Bagian #4
Satu kelapangan bernama syukur tak
henti aku ucapkan. Sementara dalam dada kenikmatan menjelma ketakutan. Takut jadi
kufur dan takut merupa takabur. Sehingga elus dada dan ucapan tasbih, tahmid
hingga tahlil kerap kubisikan dalam keheningan jiwa yang sunyi.
Pagi
itu aku bangun dan membiasakan rutinitas perjalanan membuka buku bacaan dan
catatan. Tak terasa satu hari di Bandung telah aku lewati bersama seorang asing
yang begitu saja akrab menjadi sahabat.
Tercenung
sejenak. Kenapa tidak jika hal demikian aku abadikan dalam buku catatan. Agar
ia kekal seperti yang Pram katakan bahwa menulis adalah bekerja untuk
keabadian.
Buku
bagiku ialah cara kita menjelajah dalam dunia imajiner. Aku tak perlu lelah
melangkah tertatih. Cukup kincir pikiran dijalankan agar tak karatan lantaran
berpikir pun mesti diasah bak pisau agar tajam.
Sementara
catatan yang aku siapkan sebagai media tulisan, ialah arsip perjalanan
sekaligus pendokumentasian yang aku abadikan untuk mengenang dalam lembar
peradaban.
***
A Depi. Seperti yang telah aku jelaskan tempo lalu. Beliaulah yang menyilakan aku dengan senang hati rehat barang sejenak dan memanjakan kaki di hotel tempat ia menjabat sebagai GM (General Manajer). Meski jabatan beliau terbilang masyaallah, namun perhatian layaknya atasan terhadap bawahan tak menyekat dalam sekat-sekat sosial seperti yang sudah-sudah.
Aku
tahu itu dari pengamatan dan membaca kenyataan tak tertulis. Bukankah membaca
itu tak sekadar berkutat buku teks belaka tetapi juga peristiwa, kita pun
membacanya dan merenungkan agar dapat dijadikan suatu pelajaran.
Tak
lama A Depi menelponku. Ia memintaku untuk ke lantai bawah sarapan pagi. Sudah
waktunya perut diisi. Gegaslah aku ke bawah dan menemui A Depi yang sudah
menunggu dan mengarahkanku mengambil piring dan makanan nasi prasmanan.
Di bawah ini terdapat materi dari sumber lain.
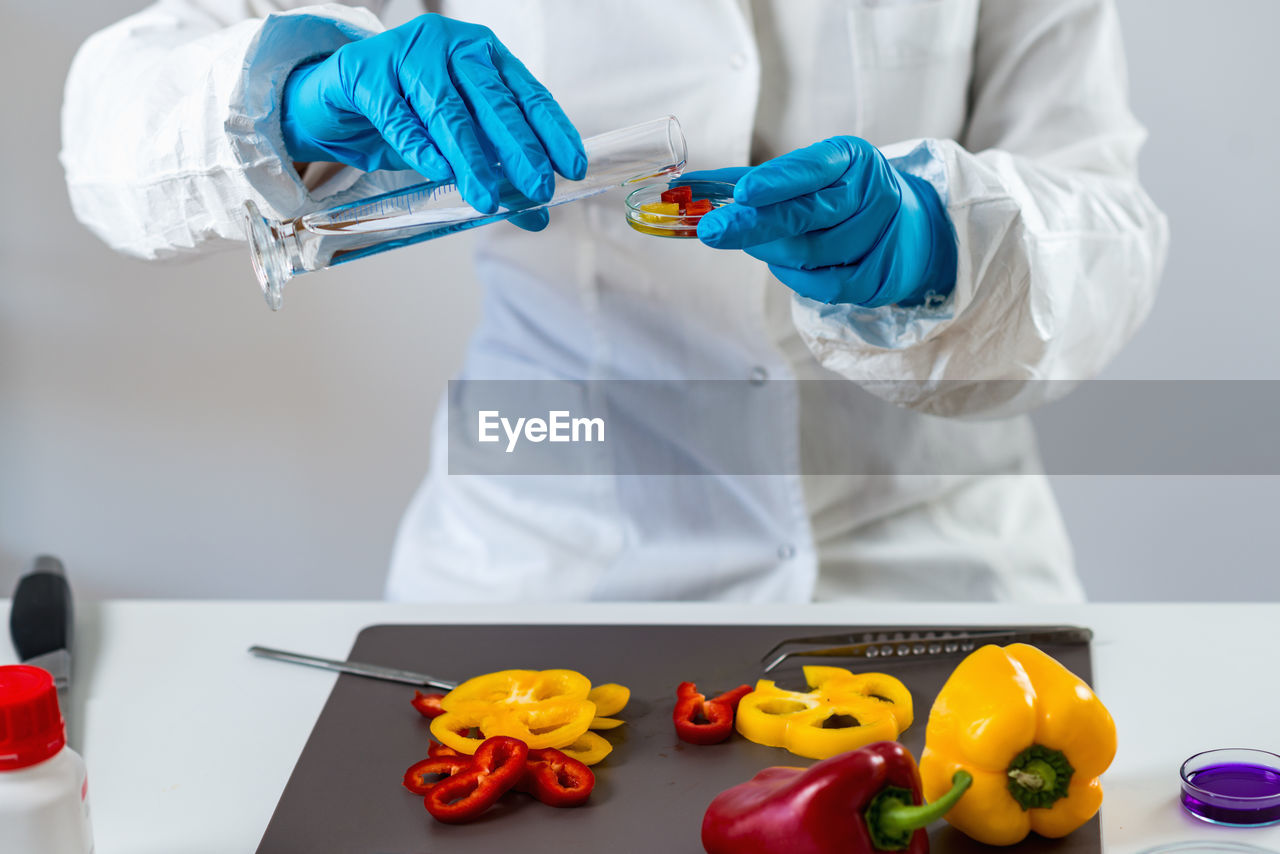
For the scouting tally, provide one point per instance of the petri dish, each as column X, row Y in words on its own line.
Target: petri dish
column 1234, row 786
column 649, row 214
column 1208, row 846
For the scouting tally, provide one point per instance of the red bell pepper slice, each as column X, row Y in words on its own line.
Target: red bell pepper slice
column 419, row 777
column 435, row 749
column 694, row 210
column 497, row 766
column 556, row 779
column 428, row 704
column 679, row 195
column 705, row 721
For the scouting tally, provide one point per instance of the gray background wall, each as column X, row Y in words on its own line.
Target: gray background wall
column 169, row 437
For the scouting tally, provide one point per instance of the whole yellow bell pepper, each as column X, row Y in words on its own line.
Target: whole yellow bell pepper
column 1032, row 734
column 844, row 712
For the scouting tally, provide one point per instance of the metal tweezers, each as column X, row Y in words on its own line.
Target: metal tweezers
column 908, row 643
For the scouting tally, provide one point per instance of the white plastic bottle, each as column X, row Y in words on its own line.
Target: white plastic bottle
column 44, row 791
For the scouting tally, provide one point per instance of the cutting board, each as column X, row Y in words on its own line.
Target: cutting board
column 344, row 795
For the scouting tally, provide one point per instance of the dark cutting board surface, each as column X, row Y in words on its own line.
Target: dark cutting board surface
column 344, row 795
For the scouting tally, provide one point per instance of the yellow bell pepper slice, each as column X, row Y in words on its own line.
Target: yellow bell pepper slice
column 844, row 712
column 519, row 686
column 764, row 715
column 461, row 730
column 542, row 725
column 880, row 686
column 609, row 698
column 1032, row 734
column 588, row 748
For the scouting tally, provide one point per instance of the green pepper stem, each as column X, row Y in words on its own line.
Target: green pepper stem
column 905, row 818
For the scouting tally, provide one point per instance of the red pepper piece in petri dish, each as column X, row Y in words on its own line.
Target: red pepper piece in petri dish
column 679, row 195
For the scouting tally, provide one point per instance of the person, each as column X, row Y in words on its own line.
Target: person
column 933, row 199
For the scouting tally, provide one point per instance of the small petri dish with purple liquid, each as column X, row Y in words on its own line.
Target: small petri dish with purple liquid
column 1235, row 786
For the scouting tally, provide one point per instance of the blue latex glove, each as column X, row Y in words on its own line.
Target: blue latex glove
column 837, row 223
column 439, row 96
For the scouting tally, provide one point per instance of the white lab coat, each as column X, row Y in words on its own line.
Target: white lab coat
column 1014, row 109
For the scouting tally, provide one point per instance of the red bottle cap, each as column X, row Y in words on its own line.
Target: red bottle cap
column 31, row 726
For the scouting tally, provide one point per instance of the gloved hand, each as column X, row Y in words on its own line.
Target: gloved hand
column 439, row 96
column 837, row 223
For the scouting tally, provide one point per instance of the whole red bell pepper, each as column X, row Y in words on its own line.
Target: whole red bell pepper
column 556, row 779
column 497, row 766
column 854, row 803
column 705, row 721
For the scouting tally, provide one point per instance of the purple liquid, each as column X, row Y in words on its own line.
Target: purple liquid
column 1234, row 793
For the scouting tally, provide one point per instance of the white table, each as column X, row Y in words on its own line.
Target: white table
column 190, row 740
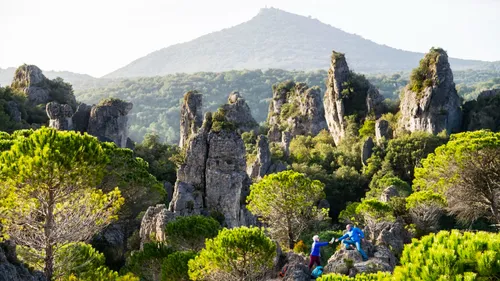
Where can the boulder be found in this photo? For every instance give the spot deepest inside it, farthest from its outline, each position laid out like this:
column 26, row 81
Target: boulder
column 295, row 108
column 108, row 121
column 382, row 130
column 435, row 106
column 191, row 116
column 154, row 222
column 367, row 150
column 361, row 98
column 238, row 112
column 11, row 269
column 60, row 116
column 260, row 167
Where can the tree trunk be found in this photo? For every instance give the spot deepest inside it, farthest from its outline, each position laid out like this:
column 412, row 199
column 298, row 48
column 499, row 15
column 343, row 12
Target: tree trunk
column 49, row 248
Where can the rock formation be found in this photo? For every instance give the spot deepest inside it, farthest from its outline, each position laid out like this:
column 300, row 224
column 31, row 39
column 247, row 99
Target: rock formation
column 238, row 112
column 430, row 101
column 11, row 269
column 108, row 121
column 367, row 150
column 483, row 113
column 60, row 115
column 191, row 116
column 211, row 181
column 295, row 108
column 348, row 94
column 262, row 163
column 350, row 262
column 383, row 130
column 39, row 89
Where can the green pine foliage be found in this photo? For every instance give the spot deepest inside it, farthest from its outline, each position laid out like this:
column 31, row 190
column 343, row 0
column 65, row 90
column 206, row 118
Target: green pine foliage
column 241, row 253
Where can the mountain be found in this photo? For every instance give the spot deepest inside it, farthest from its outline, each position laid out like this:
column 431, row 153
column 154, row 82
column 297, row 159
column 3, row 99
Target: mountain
column 277, row 39
column 76, row 79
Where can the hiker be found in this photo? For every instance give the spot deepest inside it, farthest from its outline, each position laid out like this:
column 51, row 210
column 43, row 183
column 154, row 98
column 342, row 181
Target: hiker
column 315, row 255
column 354, row 236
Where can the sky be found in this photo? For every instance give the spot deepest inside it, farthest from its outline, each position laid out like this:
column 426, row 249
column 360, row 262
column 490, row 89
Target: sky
column 96, row 37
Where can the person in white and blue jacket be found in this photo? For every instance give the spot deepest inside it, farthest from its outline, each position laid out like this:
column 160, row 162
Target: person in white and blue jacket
column 355, row 236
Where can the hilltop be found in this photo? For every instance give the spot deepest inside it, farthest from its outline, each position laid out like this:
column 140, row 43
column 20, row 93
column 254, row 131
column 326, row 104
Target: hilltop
column 277, row 39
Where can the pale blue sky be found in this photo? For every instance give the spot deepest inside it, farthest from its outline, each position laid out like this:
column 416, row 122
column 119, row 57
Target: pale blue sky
column 99, row 36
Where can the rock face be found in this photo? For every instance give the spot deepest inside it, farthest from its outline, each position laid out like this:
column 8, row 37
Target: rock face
column 238, row 112
column 211, row 181
column 11, row 268
column 191, row 116
column 263, row 161
column 382, row 130
column 295, row 108
column 108, row 121
column 60, row 115
column 367, row 150
column 430, row 102
column 153, row 223
column 38, row 89
column 483, row 113
column 350, row 262
column 347, row 94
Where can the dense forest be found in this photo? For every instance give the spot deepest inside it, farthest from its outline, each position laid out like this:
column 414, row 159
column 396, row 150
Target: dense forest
column 75, row 207
column 157, row 99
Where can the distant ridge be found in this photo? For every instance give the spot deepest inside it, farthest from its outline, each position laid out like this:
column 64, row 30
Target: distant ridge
column 277, row 39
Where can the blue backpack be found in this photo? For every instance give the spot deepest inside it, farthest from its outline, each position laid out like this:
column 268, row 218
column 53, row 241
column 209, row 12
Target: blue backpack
column 317, row 272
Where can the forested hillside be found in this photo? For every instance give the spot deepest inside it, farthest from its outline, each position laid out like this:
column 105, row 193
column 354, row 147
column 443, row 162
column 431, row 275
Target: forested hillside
column 157, row 99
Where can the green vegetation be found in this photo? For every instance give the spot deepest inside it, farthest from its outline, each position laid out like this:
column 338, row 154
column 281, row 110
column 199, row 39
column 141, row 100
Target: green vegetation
column 189, row 233
column 286, row 202
column 466, row 171
column 235, row 254
column 442, row 256
column 423, row 76
column 49, row 182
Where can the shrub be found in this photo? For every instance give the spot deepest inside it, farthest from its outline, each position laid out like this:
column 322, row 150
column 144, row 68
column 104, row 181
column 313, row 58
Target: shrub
column 175, row 266
column 235, row 254
column 189, row 233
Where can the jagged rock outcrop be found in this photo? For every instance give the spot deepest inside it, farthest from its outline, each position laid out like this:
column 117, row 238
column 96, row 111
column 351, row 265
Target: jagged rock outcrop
column 383, row 130
column 12, row 109
column 153, row 223
column 295, row 108
column 367, row 150
column 484, row 112
column 38, row 89
column 108, row 121
column 238, row 112
column 191, row 116
column 60, row 115
column 11, row 269
column 260, row 167
column 430, row 101
column 347, row 94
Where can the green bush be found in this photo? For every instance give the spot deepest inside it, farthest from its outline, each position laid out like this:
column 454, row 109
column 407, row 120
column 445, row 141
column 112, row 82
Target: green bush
column 451, row 256
column 235, row 254
column 189, row 233
column 175, row 266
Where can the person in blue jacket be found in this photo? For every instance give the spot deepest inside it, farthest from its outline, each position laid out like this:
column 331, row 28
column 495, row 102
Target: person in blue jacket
column 315, row 251
column 355, row 236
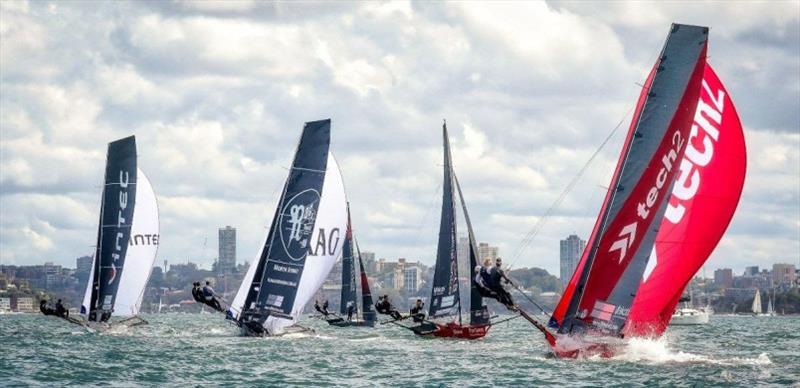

Ia
menyilakan apa pun yang dimau ambil saja dan makan kenyang-kenyang.
Jelas
sekali beliau amat paham untuk perjalananku nanti ke depan. Namun aku tak mau
mendahulukan nafsu, sebab di depan aku pun mesti belajar dari sekarang
bagaimana mengendalikan nafsu agar tak terbawa dalam arus yang melenakan.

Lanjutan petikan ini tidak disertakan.